Wednesday, January 18, 2012

How to Improve Your Game in Golf?

It's safe to assume that anyone playing the game of golf is interested in improving. Many golfers, however, don't have a clear picture of how to go about doing it. It's important to remember that no one measure or approach will transform your game. Rather, an array of facets of your game should be focused upon to get long-term improvement.

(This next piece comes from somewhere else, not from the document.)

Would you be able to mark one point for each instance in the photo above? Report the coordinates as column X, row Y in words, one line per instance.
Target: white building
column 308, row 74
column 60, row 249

Two of the things that you can do to improve your game revolve around your equipment. Teaching pro Michael Breed advocates getting a set of clubs to fit your unique physical characteristics and swing type. Playing with anything else, he reasons, is like running a race with the wrong-sized shoes. Additionally, it's important to your game to change your club's grips before they become dry and difficult to hold onto. Both club fitting and new grips can be found at many pro shops or golf specialty stores.
Mental Approach
Legendary golf teacher Harvey Penick points out that sharpening your focus and mental skills on the golf course will help you to save strokes during a round. He recommends developing a pre-shot routine -- a consistent series of steps used before hitting each shot to create familiarity and comfort. Such things as taking a full deep breath, 3/4 speed practice swings and club waggle help you prepare for every shot you take. Course management also helps you improve your game. Course management has to do with making the best, most realistic decisions about the shots you choose to play based upon your ability and what a miss will tend to leave you.
Get Fit
The website Play Golf America points out that there's a reason that PGA Tour and LPGA Tour pros devote considerable time to fitness off the golf course. The grind of 18 holes can wear you down before the end of a round, resulting in poor shots at the most inopportune moments. By increasing strength, flexibility and stamina, you give yourself a better chance to hit good shots from beginning to end in a round of golf.
Lessons and Practice
Harvey Penick also recommends that golfers consult a qualified teaching pro. It's not uncommon for people to practice things in their games that don't address their real needs. The trained eye of a golf professional will isolate on your weaknesses and give you a plan for improving. Once you do set to practicing, do so with purpose. Focus on one thing at a time in order to make real progress.
Long Irons and Hybrids
PGA professional Rick Martino suggests trading in your long irons for hybrids. He points out that with the low-spinning modern golf ball, long irons are harder than ever to hit effectively. Hybrids -- a cross between irons and woods -- make it far easier to get the ball up in the air and manage solid contact with regularity. Most touring pros even carry hybrids for the ease of play they provide.
Short Game
Harvey Penick reminds us that most of the shots you hit during a round of golf will come from 100 yards and in. That being the case, he strongly suggests that the bulk of your practice time be devoted to the clubs and shots that fall into that range. Pitching, chipping, putting and bunker practice is the quickest way to knock strokes off your handicap and move your game to the next level.
Have Fun
Penick also points out that at the end of the day, golf is a game. If you carry such anxiety and frustration about your game as to prevent enjoyment, something is wrong. It's easy to lose sight of this in determined pursuit of improvement. Consequently, make it a point to find the fun in practice and rounds of golf. Enjoy the good shots and putts and let go of the ones that tend to frustrate you.